L’objectif : limiter le gaspillage et favoriser l’économie circulaire en leur donnant une seconde vie.
En effet, lors d’un projet de recherche à l’Université McGill, le jeune entrepreneur identifie un enjeu récurrent en questionnant des torréfacteur·rice·s et des brasseur·se·s : ces producteurs déplorent que les coproduits issus de la fabrication de leurs boissons — pellicules et marc de café, résidus de bière, etc. — soient enfouis, entraînant la production de gaz à effet de serre et la perte de ressources riches en matières organiques.
« Il y a au Québec une culture de la brasserie fantastique, et les microbrasseries continuent de se multiplier. On voit le même essor dans la torréfaction », explique Nicolas.
Le café étant la boisson la plus consommée dans le monde après l’eau, la quantité de déchets que produit cette industrie est considérable. Depuis 2023, les bacs bruns, autrefois réservés aux particuliers, sont également accessibles aux commerçants, ce qui a amené l’entrepreneur à réfléchir à une façon de revaloriser ces tonnes de déchets organiques, aujourd’hui faciles à récupérer.
Mais bien que son idée de départ soit bonne, à ce stade de développement, le bagage en gestion et marketing de Nicolas ne suffit pas.
Le défi : identifier à ses propres limites
Malgré sa volonté et son envie d’agir, le jeune entrepreneur est limité par un manque de compétences techniques et un réseau encore à construire. Les premières étapes de l’externalisation, cruciales pour la partie R&D (Recherches et Développement) de toute entreprise qui se lance — conception de prototypes, tests techniques, formulation et mise au point des matériaux, validation scientifique — semblent hors de sa portée.
À ce moment-là, Nicolas se retrouve face à une voie « sans issue », dépourvu de solutions concrètes et à sa portée pour faire avancer son projet. Sans jamais avoir eu la vocation de devenir entrepreneur, le jeune homme a souvent été confronté au syndrome de l’imposteur. Lancer son projet représente pour lui un énorme pari et être confronté si tôt à ses propres limites entache parfois sévèrement sa motivation, au point qu’il se dit souvent « Arrête ».

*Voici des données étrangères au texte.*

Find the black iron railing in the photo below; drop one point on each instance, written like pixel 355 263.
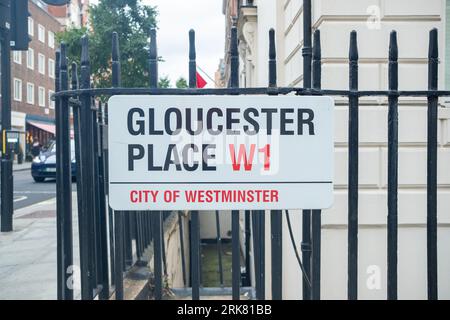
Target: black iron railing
pixel 145 228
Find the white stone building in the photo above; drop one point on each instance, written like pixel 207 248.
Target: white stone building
pixel 373 20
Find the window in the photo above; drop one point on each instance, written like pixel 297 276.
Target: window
pixel 17 57
pixel 51 103
pixel 30 58
pixel 42 96
pixel 41 63
pixel 17 89
pixel 51 39
pixel 30 93
pixel 30 26
pixel 51 68
pixel 41 33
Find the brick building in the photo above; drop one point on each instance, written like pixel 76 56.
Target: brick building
pixel 33 77
pixel 73 14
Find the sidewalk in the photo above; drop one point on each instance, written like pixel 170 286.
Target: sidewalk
pixel 21 167
pixel 28 254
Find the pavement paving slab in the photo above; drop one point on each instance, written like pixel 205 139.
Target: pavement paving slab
pixel 28 254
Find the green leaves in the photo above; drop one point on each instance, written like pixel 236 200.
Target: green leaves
pixel 132 21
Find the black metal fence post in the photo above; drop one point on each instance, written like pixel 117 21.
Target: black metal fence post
pixel 276 217
pixel 236 253
pixel 183 257
pixel 258 232
pixel 433 61
pixel 118 215
pixel 195 223
pixel 219 248
pixel 101 204
pixel 156 215
pixel 306 215
pixel 392 223
pixel 86 236
pixel 353 141
pixel 64 181
pixel 246 282
pixel 316 226
pixel 6 172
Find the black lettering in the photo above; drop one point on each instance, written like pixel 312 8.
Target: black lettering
pixel 231 120
pixel 308 121
pixel 284 121
pixel 151 119
pixel 206 157
pixel 167 115
pixel 209 115
pixel 251 121
pixel 186 157
pixel 151 166
pixel 132 156
pixel 172 151
pixel 189 121
pixel 269 113
pixel 140 123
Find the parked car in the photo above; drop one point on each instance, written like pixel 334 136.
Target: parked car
pixel 44 165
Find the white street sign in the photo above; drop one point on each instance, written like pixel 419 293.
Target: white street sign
pixel 220 152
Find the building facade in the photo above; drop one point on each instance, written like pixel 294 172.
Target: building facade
pixel 373 20
pixel 33 78
pixel 74 14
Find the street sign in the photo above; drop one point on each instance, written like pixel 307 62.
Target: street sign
pixel 220 152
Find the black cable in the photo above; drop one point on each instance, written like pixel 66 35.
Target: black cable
pixel 305 276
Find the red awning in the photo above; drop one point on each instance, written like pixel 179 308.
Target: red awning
pixel 44 126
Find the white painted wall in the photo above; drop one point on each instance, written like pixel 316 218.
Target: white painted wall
pixel 335 19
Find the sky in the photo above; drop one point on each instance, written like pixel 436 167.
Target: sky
pixel 175 18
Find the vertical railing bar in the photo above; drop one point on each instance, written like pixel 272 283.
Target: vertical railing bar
pixel 78 161
pixel 102 237
pixel 432 117
pixel 316 223
pixel 110 213
pixel 138 235
pixel 236 253
pixel 156 215
pixel 157 254
pixel 306 215
pixel 275 215
pixel 247 222
pixel 128 249
pixel 64 175
pixel 118 215
pixel 392 219
pixel 86 236
pixel 59 219
pixel 195 223
pixel 262 253
pixel 353 172
pixel 183 258
pixel 219 248
pixel 163 245
pixel 277 253
pixel 256 252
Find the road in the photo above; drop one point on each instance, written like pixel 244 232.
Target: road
pixel 28 192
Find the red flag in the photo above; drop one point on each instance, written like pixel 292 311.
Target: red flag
pixel 200 81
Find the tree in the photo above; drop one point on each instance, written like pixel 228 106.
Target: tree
pixel 164 82
pixel 132 21
pixel 181 83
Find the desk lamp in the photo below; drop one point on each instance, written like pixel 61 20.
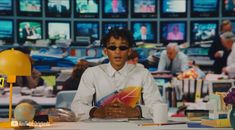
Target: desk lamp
pixel 13 63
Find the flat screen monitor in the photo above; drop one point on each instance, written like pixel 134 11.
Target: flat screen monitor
pixel 106 26
pixel 115 8
pixel 173 8
pixel 144 8
pixel 205 8
pixel 86 29
pixel 173 31
pixel 228 8
pixel 32 8
pixel 58 30
pixel 7 31
pixel 86 8
pixel 58 8
pixel 144 31
pixel 6 7
pixel 29 30
pixel 203 31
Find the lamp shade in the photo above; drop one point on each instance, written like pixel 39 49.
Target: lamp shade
pixel 13 62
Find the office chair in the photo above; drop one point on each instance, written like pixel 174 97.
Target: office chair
pixel 64 99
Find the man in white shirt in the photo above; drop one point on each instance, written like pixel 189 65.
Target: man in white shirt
pixel 173 60
pixel 111 78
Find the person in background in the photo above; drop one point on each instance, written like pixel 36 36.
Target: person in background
pixel 173 60
pixel 100 81
pixel 72 82
pixel 228 39
pixel 133 58
pixel 29 81
pixel 217 51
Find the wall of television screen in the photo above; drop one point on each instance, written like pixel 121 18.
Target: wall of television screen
pixel 196 20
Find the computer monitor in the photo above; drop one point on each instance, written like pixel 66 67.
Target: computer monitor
pixel 205 8
pixel 114 8
pixel 173 8
pixel 7 31
pixel 58 30
pixel 86 8
pixel 203 32
pixel 106 26
pixel 173 31
pixel 58 8
pixel 144 8
pixel 86 29
pixel 144 31
pixel 32 8
pixel 6 7
pixel 29 30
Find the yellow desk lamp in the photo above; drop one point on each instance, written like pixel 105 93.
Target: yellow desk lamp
pixel 13 63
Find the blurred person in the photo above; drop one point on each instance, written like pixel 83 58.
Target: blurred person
pixel 173 60
pixel 217 51
pixel 100 81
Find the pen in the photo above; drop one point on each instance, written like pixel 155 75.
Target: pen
pixel 161 124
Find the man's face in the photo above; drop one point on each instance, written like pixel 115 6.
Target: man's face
pixel 171 53
pixel 118 56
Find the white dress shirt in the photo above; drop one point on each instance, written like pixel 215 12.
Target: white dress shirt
pixel 104 79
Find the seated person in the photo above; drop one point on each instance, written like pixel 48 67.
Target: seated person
pixel 173 60
pixel 114 78
pixel 29 81
pixel 72 82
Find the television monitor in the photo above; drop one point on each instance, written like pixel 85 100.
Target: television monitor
pixel 144 31
pixel 29 30
pixel 228 8
pixel 29 8
pixel 58 30
pixel 7 31
pixel 106 26
pixel 58 8
pixel 115 8
pixel 144 8
pixel 173 31
pixel 205 8
pixel 6 7
pixel 173 8
pixel 86 29
pixel 86 8
pixel 203 31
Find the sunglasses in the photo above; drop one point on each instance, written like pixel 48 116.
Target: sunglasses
pixel 121 48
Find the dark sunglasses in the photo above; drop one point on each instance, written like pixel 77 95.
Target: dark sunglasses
pixel 122 48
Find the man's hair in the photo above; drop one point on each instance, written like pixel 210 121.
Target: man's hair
pixel 116 33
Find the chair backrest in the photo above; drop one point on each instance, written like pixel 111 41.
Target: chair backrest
pixel 64 99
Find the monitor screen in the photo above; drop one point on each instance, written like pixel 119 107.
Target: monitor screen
pixel 6 7
pixel 86 8
pixel 86 29
pixel 29 30
pixel 173 31
pixel 6 31
pixel 115 8
pixel 144 8
pixel 29 8
pixel 173 8
pixel 58 30
pixel 106 26
pixel 144 31
pixel 203 31
pixel 228 7
pixel 58 8
pixel 204 8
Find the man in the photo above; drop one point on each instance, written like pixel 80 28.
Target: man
pixel 111 79
pixel 173 60
pixel 228 39
pixel 217 51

C’est là que, par un incroyable coup du destin, Nicolas fait une rencontre déterminante.
La solution : trouver un partenaire d’affaires complémentaire
Étudiant lui aussi mais à l’Université du Québec à Trois-Rivières (UQTR), Alexandre Savard avait identifié la même problématique autour des gisements de matières résiduelles et désirait trouver une solution pour revaloriser ces précieuses ressources.
Mais si son parcours en génie des matériaux et en ingénierie mécanique lui permettait de maîtriser les aspects techniques d’un tel projet, il lui manquait l’expérience dans ceux de la commercialisation.
En d’autres termes, il faisait face au même enjeu que Nicolas : trouver un partenaire d’affaires complémentaire.
Les deux associés se font donc confiance pour développer chacun leur expertise, se donnant carte blanche sur leurs pôles respectifs : Alexandre connaît le développement technologique et la recherche et s’occupe donc de travailler sur la transformation de la matière et la fabrication des objets, tandis que Nicolas bâtit l’image de marque de l’entreprise en herbe pour la faire connaître : développement des affaires, communication, stratégie marketing…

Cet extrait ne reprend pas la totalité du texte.